Gary Gensler (S.E.C.) chair has pointed out that the agency could use its powers to demand that certain stablecoin issuers with reserves backed by securities — such as commercial paper, bonds or money market funds — register as securities. This would require companies to provide more disclosures for investors. chair, has pointed out, the agency did just that with the mutual fund industry in 2016 after a major fund that relied on risky debt collapsed and had to halt customer withdrawals. According to him, cryptocurrency demands similar actions.

“Frankly, at this time, it’s more like the Wild West or the old world of ‘buyer beware’ that existed before the securities laws were enacted,” Mr. Gensler testified.

In an effort to keep the looming regulations from choking off the industry’s growth, industry executives have been fanning out to make their case to cabinet secretaries, Federal Reserve governors, key White House staffers and leaders in Congress from the Senate Banking and House Financial Services Committees, as well as financial regulators.

Trade groups and crypto businesses have been hiring former regulators and lobbyists to advocate for them in Washington.

Representatives from industry and companies met with Treasury Department officials recently. These representatives included stablecoin issuers like Tether, Circle, and Paxos; top cryptocurrency exchanges like Coinbase, Gemini, and old-school and new-school financial service companies like BlockFi and Mastercard.

These industry executives claimed that cryptocurrency, which relies in part on stablecoins to provide banking and payment services to billions more people around the world, is a way to expand access to financial services.

They claim that stablecoins are essential to this vision. It is that picture that American executives painted for El Salvadoran officials and crypto fans all over the world ahead of the Central American nation’s recent adoption of Bitcoin as legal tender.

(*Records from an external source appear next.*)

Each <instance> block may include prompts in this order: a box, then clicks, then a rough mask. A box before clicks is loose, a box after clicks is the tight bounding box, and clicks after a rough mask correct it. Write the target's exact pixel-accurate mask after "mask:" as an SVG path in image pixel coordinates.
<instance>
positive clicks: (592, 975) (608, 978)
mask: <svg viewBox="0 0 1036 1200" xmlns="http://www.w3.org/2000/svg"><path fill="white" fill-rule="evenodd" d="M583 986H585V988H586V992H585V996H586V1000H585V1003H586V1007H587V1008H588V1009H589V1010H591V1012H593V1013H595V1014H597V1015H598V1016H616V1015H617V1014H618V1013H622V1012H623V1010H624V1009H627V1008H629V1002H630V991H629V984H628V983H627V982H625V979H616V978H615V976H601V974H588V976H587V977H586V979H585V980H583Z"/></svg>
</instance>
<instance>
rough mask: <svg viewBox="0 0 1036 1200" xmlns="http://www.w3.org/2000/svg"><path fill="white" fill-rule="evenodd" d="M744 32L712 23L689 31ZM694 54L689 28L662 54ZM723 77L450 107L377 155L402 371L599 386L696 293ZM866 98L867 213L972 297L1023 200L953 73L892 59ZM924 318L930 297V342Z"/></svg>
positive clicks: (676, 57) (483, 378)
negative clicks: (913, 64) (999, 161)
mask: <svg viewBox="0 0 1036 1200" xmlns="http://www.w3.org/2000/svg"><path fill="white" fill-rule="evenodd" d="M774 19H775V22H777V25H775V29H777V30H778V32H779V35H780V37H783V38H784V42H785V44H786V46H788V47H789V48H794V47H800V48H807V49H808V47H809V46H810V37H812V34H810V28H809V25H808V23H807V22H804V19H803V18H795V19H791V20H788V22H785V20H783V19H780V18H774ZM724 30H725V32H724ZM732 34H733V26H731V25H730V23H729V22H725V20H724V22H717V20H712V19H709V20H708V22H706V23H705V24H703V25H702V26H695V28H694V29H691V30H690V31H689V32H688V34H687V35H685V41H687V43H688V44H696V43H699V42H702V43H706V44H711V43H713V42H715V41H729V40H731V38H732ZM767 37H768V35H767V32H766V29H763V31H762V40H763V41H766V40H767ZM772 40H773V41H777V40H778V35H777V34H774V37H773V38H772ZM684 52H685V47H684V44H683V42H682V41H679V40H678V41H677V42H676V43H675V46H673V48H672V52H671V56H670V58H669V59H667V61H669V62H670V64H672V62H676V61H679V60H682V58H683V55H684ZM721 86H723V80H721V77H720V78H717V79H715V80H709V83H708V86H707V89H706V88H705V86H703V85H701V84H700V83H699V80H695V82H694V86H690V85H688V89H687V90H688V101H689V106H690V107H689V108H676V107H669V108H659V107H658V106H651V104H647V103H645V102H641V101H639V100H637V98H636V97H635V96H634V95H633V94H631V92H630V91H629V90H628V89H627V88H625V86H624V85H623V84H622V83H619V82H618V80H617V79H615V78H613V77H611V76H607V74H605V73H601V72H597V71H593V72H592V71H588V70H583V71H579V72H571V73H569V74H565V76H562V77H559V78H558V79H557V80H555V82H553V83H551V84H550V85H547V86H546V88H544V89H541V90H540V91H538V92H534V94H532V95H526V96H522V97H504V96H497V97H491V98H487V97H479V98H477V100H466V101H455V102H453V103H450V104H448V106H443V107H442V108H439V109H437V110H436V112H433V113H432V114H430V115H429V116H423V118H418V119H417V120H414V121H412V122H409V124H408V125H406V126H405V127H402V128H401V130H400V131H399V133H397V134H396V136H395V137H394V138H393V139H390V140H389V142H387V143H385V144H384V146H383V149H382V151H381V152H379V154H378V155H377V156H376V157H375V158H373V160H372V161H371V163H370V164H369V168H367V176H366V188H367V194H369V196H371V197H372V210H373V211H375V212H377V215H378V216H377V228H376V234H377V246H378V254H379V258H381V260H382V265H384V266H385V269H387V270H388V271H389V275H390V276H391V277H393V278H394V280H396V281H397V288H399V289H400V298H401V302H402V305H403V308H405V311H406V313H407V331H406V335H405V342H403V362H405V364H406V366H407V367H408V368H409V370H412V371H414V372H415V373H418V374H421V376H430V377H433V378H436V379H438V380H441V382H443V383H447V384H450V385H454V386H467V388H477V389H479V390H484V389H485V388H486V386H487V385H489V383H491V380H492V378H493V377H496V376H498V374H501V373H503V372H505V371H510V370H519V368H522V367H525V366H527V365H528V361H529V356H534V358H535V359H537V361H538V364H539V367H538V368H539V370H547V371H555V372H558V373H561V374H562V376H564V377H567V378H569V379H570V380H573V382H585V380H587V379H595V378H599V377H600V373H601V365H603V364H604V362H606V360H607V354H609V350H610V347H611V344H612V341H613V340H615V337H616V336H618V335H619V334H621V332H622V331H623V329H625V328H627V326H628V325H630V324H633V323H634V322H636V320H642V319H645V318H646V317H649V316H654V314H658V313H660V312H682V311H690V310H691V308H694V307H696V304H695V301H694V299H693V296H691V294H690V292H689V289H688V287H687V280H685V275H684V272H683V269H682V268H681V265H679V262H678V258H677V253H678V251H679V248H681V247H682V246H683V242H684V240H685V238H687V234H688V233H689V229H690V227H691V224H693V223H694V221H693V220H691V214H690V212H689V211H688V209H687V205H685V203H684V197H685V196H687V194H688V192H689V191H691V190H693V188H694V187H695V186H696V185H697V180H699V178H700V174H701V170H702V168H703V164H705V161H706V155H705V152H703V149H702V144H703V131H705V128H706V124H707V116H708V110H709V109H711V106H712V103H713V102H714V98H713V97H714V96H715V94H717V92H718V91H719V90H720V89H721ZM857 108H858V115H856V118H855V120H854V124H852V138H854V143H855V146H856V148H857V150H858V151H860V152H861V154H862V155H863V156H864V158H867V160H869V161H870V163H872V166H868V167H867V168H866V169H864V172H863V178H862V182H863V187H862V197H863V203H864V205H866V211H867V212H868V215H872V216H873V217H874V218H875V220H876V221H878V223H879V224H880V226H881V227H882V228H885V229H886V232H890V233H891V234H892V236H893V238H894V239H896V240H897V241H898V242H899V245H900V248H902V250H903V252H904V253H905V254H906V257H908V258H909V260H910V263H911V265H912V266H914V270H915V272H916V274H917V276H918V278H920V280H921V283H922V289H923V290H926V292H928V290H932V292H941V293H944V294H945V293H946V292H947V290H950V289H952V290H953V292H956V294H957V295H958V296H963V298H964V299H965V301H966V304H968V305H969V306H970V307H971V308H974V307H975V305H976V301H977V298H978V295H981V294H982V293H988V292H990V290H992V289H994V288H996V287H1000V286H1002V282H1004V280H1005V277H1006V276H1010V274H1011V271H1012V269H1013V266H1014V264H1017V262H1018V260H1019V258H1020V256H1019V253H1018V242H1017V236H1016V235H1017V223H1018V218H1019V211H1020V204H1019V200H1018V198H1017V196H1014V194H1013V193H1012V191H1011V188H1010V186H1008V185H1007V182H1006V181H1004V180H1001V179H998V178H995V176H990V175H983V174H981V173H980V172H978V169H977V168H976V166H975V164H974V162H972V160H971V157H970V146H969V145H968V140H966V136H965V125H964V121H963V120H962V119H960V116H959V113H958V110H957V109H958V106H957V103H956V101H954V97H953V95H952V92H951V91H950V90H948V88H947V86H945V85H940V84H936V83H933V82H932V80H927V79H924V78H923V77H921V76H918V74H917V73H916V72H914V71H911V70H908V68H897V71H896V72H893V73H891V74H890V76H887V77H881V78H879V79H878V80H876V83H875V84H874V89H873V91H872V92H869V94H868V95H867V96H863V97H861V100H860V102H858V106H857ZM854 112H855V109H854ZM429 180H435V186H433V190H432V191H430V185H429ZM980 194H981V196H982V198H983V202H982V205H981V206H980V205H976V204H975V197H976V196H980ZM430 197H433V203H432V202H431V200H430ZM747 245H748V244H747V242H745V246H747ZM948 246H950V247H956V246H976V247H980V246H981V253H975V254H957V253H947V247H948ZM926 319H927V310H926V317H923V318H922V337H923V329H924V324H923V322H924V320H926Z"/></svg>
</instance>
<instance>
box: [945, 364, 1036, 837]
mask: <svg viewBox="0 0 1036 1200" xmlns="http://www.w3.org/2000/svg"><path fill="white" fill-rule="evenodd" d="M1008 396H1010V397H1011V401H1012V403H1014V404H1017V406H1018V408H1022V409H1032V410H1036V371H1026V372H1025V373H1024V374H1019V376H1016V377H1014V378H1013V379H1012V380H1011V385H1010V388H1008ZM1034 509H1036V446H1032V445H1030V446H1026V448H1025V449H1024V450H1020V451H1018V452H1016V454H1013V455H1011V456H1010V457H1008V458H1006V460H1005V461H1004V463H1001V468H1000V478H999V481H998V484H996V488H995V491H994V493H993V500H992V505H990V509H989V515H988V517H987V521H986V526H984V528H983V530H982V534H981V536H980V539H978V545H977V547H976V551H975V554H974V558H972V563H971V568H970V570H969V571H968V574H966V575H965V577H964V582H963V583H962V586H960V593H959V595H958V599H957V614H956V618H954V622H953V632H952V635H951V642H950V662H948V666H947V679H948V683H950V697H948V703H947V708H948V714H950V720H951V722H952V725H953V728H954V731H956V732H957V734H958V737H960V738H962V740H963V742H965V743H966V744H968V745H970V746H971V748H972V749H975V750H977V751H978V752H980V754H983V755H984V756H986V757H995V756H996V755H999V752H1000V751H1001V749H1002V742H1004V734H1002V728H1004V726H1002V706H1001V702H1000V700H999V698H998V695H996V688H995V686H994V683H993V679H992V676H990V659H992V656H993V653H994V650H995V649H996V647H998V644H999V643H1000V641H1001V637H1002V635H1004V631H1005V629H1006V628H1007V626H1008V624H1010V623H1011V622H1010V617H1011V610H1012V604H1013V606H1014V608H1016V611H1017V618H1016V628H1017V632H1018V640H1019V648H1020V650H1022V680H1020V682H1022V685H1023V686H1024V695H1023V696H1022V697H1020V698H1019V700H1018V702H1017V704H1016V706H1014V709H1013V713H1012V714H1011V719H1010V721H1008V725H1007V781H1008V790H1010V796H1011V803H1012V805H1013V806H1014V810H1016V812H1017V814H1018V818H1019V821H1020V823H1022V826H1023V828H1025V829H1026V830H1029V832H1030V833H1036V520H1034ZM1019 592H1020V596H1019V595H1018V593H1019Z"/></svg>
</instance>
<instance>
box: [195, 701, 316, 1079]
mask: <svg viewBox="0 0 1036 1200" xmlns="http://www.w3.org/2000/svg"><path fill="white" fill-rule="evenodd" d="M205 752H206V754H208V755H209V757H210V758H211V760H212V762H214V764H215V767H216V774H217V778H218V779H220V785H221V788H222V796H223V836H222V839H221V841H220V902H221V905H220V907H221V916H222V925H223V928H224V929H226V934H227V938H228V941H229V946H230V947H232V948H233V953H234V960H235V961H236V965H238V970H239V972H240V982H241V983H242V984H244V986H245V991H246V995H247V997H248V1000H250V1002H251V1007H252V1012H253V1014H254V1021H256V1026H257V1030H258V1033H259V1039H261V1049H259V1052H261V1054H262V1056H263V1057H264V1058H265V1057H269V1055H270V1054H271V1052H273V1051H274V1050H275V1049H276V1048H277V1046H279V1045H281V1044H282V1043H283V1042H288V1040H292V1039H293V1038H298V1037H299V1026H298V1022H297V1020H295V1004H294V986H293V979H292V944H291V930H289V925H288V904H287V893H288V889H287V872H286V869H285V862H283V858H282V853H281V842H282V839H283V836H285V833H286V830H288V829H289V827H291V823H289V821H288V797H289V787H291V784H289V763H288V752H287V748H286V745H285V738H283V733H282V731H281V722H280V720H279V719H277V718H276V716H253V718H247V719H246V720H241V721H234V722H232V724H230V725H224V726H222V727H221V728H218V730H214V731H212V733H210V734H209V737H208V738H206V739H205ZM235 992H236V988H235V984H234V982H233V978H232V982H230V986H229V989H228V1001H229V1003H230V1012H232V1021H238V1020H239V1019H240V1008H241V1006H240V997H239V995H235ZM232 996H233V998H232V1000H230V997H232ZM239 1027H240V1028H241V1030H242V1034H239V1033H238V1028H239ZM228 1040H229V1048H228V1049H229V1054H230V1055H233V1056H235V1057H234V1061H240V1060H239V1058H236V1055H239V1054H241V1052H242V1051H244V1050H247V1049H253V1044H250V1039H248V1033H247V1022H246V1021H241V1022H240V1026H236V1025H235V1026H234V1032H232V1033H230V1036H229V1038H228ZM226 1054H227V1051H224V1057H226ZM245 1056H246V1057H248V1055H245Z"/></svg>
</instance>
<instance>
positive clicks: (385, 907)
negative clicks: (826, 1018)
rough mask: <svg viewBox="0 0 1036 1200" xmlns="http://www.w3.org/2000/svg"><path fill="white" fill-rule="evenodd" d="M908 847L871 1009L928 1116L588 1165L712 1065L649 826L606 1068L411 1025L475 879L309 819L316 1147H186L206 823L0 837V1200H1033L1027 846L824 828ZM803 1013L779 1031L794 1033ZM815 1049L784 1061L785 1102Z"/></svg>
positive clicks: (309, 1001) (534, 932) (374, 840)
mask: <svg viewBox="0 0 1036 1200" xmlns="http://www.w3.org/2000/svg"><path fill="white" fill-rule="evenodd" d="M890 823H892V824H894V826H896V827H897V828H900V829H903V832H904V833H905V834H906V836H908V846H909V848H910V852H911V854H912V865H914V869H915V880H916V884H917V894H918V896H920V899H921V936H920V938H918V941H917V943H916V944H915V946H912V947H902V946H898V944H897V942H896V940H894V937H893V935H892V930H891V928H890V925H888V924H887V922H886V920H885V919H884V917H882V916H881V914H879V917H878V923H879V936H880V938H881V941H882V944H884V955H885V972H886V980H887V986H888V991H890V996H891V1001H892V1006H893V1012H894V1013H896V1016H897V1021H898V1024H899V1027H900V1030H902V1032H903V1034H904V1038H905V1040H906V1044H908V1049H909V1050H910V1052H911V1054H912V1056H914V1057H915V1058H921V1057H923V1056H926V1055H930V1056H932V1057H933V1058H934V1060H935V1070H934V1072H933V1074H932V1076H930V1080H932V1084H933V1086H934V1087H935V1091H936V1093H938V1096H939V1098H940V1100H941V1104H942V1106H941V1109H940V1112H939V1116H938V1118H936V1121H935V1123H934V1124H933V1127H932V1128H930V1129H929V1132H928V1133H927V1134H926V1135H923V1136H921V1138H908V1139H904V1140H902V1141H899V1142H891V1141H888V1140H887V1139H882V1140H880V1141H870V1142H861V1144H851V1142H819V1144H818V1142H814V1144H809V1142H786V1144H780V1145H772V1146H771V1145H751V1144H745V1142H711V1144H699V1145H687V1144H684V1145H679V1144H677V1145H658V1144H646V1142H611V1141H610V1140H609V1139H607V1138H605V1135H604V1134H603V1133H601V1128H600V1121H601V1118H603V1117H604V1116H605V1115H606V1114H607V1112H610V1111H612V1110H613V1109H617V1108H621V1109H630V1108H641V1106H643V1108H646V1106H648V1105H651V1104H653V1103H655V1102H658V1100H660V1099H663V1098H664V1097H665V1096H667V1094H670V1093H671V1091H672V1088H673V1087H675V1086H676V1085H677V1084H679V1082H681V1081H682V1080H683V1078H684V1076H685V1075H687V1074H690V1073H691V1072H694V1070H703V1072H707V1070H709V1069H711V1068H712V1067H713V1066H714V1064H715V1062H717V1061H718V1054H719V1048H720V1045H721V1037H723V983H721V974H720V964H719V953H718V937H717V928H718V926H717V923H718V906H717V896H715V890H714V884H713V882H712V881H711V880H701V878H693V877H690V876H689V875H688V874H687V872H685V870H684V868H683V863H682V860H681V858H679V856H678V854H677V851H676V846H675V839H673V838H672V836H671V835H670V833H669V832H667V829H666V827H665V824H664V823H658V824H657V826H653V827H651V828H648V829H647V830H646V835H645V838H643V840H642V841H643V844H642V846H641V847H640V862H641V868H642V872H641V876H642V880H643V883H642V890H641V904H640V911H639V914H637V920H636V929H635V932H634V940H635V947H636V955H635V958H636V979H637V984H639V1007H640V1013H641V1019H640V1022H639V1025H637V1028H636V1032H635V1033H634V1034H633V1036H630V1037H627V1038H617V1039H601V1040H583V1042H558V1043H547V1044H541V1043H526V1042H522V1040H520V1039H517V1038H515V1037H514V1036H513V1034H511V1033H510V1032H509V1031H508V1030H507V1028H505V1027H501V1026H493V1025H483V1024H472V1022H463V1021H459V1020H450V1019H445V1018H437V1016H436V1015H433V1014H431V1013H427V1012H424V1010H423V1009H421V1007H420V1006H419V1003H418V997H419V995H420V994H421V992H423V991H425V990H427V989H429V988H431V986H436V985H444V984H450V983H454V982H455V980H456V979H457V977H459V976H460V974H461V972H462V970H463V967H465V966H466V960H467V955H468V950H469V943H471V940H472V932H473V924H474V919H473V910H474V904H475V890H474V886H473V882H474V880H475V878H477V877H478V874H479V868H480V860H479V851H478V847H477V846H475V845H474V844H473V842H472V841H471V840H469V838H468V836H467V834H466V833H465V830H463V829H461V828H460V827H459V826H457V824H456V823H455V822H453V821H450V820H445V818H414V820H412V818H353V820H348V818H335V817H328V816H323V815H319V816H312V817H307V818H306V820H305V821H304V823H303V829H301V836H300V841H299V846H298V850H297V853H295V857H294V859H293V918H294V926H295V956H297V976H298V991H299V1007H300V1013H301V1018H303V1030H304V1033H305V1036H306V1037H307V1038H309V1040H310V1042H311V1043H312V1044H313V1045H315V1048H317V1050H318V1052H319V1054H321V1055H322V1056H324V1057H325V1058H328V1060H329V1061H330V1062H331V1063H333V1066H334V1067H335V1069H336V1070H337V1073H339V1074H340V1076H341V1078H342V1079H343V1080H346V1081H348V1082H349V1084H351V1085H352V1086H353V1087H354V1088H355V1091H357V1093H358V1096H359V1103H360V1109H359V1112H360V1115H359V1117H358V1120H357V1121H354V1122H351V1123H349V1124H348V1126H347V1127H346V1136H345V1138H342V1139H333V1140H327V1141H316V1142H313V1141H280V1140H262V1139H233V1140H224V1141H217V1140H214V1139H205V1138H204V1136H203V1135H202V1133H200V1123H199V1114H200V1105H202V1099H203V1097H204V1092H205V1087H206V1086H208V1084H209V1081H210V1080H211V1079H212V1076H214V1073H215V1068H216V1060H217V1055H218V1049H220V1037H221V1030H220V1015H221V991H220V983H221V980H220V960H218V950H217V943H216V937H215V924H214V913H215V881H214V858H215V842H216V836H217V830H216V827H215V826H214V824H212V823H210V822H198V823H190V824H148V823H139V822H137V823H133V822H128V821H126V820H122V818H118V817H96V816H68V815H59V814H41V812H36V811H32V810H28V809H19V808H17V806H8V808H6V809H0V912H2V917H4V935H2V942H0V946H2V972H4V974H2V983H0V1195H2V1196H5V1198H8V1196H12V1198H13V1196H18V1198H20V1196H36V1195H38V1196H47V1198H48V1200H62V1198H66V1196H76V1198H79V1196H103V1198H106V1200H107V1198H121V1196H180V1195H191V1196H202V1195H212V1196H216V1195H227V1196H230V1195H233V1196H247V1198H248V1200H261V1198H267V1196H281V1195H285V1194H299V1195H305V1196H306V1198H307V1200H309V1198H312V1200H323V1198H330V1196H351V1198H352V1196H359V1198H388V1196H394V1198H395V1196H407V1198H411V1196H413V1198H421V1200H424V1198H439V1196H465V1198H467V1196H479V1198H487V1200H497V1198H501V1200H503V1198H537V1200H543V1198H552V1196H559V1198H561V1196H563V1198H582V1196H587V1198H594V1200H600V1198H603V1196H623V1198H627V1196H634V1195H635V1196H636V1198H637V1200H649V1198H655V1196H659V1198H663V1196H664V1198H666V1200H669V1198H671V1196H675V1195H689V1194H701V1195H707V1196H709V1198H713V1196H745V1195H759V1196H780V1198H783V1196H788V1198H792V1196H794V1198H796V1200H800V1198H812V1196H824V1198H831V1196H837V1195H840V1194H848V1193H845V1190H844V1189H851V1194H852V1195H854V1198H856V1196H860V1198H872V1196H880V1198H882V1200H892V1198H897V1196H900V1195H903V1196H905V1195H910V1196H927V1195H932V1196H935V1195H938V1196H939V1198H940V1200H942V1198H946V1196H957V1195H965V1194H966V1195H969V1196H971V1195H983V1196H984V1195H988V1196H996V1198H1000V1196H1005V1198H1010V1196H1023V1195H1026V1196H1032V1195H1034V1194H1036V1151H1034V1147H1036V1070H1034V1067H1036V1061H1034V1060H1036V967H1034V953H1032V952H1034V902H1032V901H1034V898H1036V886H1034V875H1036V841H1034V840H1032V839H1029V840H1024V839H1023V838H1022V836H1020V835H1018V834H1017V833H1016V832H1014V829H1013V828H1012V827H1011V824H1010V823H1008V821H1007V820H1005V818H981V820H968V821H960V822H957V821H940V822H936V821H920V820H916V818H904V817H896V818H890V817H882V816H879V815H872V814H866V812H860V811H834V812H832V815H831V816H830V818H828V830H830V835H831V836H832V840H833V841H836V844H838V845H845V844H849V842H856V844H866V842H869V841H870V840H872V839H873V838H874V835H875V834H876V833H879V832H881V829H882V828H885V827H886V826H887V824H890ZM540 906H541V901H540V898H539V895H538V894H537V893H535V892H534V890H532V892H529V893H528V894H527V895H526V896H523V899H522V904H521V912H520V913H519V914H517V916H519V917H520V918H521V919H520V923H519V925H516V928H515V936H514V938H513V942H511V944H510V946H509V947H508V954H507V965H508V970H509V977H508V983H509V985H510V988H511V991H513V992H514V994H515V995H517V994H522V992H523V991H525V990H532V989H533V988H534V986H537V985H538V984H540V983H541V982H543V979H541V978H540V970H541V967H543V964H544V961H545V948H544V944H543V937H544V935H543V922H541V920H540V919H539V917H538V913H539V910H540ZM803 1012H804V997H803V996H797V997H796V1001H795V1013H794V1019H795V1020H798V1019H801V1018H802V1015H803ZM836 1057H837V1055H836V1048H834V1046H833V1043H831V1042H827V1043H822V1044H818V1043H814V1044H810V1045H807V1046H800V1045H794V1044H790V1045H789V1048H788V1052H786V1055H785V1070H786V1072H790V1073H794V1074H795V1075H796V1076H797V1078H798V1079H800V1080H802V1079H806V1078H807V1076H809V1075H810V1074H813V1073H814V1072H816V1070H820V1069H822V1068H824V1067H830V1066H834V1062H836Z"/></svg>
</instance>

If regulators severely restrict the growth of crypto through tight new regulations, industry executives say, the U.S. will drive innovation abroad, risk the dollar’s primacy and kill the promise of digital finance.

“If we think back on the 20th century, first you had key innovations like aviation or automobiles,” Tomicah Tilmann, an ex-Senate adviser to President Biden, now works at Andreessen Horowitz, a venture capital company that is a major investor in crypto. “And then you have investments in regulatory frameworks that helped to bring the benefits of those technologies to larger numbers of people.”